Restate lets us implement this purely in code without any DSLs or extra infrastructure.

  • Wrap your business logic in a try-block, and throw a terminal error for cases where you want to compensate and finish.
  • For each step you do in your try-block, add a compensation to a list.
  • In the catch block, in case of a terminal error, you run the compensations in reverse order, and rethrow the error.

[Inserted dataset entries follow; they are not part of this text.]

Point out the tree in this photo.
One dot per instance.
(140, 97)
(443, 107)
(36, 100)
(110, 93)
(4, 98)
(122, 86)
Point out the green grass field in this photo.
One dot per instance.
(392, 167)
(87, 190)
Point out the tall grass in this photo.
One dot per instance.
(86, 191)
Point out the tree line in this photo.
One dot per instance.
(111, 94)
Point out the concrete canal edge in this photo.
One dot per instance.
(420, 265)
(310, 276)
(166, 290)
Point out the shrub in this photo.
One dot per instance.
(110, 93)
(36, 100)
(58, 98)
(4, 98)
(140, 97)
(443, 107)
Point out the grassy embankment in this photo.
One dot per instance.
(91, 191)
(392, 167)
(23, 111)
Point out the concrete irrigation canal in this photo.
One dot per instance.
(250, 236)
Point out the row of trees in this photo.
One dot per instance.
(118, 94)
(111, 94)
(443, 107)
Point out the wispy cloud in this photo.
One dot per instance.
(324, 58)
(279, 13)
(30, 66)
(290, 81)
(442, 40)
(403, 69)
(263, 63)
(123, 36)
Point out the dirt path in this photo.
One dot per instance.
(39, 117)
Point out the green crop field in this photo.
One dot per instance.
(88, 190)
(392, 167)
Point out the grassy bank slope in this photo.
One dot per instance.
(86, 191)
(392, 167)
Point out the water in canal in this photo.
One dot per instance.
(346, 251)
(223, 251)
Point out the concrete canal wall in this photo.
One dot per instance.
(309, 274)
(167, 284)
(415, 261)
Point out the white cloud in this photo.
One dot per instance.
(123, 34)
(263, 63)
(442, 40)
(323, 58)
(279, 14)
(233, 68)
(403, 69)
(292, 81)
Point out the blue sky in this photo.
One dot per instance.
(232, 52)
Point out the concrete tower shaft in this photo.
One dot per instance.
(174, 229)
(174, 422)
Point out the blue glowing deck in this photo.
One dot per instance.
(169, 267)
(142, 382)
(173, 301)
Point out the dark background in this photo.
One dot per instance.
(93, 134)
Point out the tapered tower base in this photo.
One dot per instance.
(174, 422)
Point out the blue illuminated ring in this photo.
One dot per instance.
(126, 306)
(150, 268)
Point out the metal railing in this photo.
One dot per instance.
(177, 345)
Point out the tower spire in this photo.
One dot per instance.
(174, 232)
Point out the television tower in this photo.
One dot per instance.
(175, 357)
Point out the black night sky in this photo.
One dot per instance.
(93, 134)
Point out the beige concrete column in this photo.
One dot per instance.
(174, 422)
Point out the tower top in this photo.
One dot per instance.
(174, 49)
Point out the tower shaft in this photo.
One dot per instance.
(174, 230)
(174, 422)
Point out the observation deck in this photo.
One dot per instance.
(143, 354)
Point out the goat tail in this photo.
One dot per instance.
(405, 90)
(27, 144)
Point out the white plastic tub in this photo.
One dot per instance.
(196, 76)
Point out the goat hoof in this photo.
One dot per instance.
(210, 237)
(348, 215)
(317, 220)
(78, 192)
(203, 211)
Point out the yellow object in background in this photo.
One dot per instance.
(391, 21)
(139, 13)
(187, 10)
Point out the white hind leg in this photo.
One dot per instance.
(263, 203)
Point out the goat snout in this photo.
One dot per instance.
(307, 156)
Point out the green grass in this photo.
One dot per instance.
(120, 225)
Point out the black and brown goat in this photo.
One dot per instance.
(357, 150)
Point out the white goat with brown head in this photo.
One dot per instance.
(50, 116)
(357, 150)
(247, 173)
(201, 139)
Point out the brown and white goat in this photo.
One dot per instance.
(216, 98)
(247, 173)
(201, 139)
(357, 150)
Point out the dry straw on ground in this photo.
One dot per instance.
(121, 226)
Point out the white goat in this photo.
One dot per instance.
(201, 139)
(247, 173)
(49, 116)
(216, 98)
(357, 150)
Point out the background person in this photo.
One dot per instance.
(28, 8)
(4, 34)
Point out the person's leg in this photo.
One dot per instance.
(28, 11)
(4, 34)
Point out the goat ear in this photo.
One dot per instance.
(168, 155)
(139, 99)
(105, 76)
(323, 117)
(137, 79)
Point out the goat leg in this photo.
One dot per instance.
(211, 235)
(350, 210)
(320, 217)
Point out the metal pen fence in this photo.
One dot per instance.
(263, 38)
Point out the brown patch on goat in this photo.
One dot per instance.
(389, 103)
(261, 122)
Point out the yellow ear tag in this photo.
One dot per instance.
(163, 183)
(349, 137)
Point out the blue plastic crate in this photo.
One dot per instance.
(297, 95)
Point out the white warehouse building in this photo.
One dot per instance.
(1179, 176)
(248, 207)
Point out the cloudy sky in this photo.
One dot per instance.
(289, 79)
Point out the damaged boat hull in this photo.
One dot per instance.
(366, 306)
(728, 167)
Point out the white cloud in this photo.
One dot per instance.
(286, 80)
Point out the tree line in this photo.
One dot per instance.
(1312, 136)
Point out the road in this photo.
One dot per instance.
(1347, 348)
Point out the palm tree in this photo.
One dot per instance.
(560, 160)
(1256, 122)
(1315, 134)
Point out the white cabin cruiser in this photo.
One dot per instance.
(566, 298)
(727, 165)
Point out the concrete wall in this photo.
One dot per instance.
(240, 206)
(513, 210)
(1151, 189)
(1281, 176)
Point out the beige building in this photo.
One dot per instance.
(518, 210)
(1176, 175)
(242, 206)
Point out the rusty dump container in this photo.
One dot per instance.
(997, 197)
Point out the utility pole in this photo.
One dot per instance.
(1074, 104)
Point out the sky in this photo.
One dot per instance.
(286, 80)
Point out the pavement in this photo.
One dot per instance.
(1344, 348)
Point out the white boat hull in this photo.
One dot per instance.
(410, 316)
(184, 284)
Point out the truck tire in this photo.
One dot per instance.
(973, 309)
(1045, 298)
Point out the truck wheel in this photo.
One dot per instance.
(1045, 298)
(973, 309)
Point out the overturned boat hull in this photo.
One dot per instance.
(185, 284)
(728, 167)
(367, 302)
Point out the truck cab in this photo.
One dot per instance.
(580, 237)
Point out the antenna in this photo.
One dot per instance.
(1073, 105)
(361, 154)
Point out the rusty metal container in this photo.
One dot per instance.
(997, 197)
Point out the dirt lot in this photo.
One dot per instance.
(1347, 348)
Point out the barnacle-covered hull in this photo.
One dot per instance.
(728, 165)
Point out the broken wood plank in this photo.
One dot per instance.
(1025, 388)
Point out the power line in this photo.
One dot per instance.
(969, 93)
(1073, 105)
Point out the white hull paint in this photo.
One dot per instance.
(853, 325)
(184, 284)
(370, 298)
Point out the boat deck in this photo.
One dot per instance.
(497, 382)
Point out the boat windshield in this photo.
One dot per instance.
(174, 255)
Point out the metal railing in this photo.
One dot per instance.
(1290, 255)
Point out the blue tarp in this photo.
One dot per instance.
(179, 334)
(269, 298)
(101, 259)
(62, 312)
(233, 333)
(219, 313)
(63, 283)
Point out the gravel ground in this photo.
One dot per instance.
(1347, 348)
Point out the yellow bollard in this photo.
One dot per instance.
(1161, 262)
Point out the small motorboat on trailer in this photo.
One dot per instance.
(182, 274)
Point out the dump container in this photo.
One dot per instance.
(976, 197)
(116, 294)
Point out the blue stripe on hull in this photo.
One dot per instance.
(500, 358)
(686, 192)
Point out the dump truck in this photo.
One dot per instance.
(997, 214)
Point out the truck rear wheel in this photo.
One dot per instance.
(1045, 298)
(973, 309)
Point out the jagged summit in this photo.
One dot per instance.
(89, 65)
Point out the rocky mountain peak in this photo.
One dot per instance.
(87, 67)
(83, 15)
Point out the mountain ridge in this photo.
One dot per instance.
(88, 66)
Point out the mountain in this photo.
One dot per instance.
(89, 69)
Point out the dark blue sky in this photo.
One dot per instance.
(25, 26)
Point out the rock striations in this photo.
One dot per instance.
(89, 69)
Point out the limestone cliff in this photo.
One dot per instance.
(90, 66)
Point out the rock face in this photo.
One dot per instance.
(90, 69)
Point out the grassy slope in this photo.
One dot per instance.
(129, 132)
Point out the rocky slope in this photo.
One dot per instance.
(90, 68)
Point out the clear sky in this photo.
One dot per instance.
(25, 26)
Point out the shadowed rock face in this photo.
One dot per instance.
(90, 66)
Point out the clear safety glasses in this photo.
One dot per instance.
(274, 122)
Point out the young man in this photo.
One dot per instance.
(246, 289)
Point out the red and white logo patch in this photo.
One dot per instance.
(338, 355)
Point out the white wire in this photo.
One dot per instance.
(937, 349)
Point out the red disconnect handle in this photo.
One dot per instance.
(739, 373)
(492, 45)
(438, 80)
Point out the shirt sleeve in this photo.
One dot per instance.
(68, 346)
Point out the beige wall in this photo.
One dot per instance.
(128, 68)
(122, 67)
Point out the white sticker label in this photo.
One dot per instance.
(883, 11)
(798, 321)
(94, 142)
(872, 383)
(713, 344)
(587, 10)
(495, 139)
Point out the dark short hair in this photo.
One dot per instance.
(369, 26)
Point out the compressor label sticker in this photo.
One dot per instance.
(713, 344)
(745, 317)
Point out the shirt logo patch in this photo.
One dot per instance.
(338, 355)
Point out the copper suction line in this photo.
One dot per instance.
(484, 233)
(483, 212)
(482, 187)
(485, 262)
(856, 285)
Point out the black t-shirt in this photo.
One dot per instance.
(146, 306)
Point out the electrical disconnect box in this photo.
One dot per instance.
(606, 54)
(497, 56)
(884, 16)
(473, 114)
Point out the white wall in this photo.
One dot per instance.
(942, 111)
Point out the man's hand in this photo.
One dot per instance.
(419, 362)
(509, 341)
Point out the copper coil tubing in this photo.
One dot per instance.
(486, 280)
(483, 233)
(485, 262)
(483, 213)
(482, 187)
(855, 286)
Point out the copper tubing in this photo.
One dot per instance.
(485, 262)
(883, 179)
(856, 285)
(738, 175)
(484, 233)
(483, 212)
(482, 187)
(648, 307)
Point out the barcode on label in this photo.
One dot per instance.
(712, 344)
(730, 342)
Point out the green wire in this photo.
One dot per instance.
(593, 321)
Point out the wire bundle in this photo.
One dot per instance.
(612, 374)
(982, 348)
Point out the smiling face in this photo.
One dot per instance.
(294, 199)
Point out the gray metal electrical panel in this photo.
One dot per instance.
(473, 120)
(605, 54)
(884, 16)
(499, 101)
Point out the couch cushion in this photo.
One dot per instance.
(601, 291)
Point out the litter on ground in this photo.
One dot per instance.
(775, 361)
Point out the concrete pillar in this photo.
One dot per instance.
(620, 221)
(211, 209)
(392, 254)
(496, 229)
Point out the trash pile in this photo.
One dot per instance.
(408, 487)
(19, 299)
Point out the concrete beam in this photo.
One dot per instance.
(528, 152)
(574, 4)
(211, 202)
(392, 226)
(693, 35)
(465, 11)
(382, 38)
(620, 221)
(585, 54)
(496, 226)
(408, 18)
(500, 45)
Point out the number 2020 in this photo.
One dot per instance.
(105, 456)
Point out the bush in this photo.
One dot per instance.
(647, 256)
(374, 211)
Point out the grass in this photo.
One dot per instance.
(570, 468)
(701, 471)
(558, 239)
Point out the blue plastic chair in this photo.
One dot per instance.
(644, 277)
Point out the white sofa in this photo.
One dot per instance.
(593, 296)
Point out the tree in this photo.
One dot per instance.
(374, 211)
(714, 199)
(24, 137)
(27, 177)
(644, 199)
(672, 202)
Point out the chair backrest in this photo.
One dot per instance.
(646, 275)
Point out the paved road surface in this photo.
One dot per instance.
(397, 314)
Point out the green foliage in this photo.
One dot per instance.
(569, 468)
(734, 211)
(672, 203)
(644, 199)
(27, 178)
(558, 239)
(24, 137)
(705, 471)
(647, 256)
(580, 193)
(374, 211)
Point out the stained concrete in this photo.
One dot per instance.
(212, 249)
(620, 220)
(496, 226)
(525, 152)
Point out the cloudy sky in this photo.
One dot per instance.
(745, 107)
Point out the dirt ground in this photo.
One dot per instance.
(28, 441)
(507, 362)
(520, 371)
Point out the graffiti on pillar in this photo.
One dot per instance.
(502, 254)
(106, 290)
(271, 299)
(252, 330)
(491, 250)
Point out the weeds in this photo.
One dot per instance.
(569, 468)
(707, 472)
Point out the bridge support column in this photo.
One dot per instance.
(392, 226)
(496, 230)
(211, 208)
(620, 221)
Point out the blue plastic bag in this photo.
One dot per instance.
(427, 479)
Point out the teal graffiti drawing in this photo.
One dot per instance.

Note that for Golang we use defer to run the compensations at the end.

GitHub
const bookingWorkflow = restate.service({
name: "BookingWorkflow",
handlers: {
run: async (ctx: restate.Context, req: BookingRequest) => {
const { customerId, flight, car, hotel } = req;
// create a list of undo actions
const compensations = [];
try {
// For each action, we register a compensation that will be executed on failures
compensations.push(() => ctx.run("Cancel flight", () => flightClient.cancel(customerId)));
await ctx.run("Book flight", () => flightClient.book(customerId, flight));
compensations.push(() => ctx.run("Cancel car", () => carRentalClient.cancel(customerId)));
await ctx.run("Book car", () => carRentalClient.book(customerId, car));
compensations.push(() => ctx.run("Cancel hotel", () => hotelClient.cancel(customerId)));
await ctx.run("Book hotel", () => hotelClient.book(customerId, hotel));
} catch (e) {
// Terminal errors are not retried by Restate, so undo previous actions and fail the workflow
if (e instanceof restate.TerminalError) {
// Restate guarantees that all compensations are executed
for (const compensation of compensations.reverse()) {
await compensation();
}
}
throw e;
}
},
},
});
restate.endpoint().bind(bookingWorkflow).listen(9080);
Example not available in your language?

This pattern is implementable with any of our SDKs. We are still working on translating all patterns to all SDK languages. If you need help with a specific language, please reach out to us via Discord or Slack.

When to use Sagas

Restate automatically retries all transient failures, like network hiccups or temporary service outages. But not all failures are temporary.

For these failures, sagas are essential:

  1. Business logic requirements:

    • Some failures are not transient but a business decision (e.g. “Hotel is full” or “Driver license not accepted”), retrying won't help.
    • In this case, you can throw a terminal error to stop the execution and trigger the compensations.
  2. User/system-initiated cancellations:

    • If a user cancels a long-running invocation (say via UI or CLI), this triggers a terminal error.
    • Restate will not retry.
    • Again, a saga can kick in to undo previous successful operations so the system doesn't end up in an inconsistent state (e.g., booking a hotel but not a car).

Running the example

1
Download the example

restate example typescript-patterns-use-cases && cd typescript-patterns-use-cases

2
Start the Restate Server

restate-server

3
Start the Service

npx tsx watch ./src/sagas/booking_workflow.ts

4
Register the services

restate deployments register localhost:9080

5
Send a request

curl localhost:8080/BookingWorkflow/run --json '{
"flight": {
"flightId": "12345",
"passengerName": "John Doe"
},
"car": {
"pickupLocation": "Airport",
"rentalDate": "2024-12-16"
},
"hotel": {
"arrivalDate": "2024-12-16",
"departureDate": "2024-12-20"
}
}'

4
Check the UI or service logs

See in the Restate UI (localhost:9070) how all steps were executed, and how the compensations were triggered because the hotel was full.

Sagas UI

Advanced: Idempotency and compensations

Since sagas in Restate are implemented in user code, compensations are flexible and powerful, as long as they're idempotent: you can reset service state, call other services to undo prior actions, use ctx.run to delete rows or reverse database operations.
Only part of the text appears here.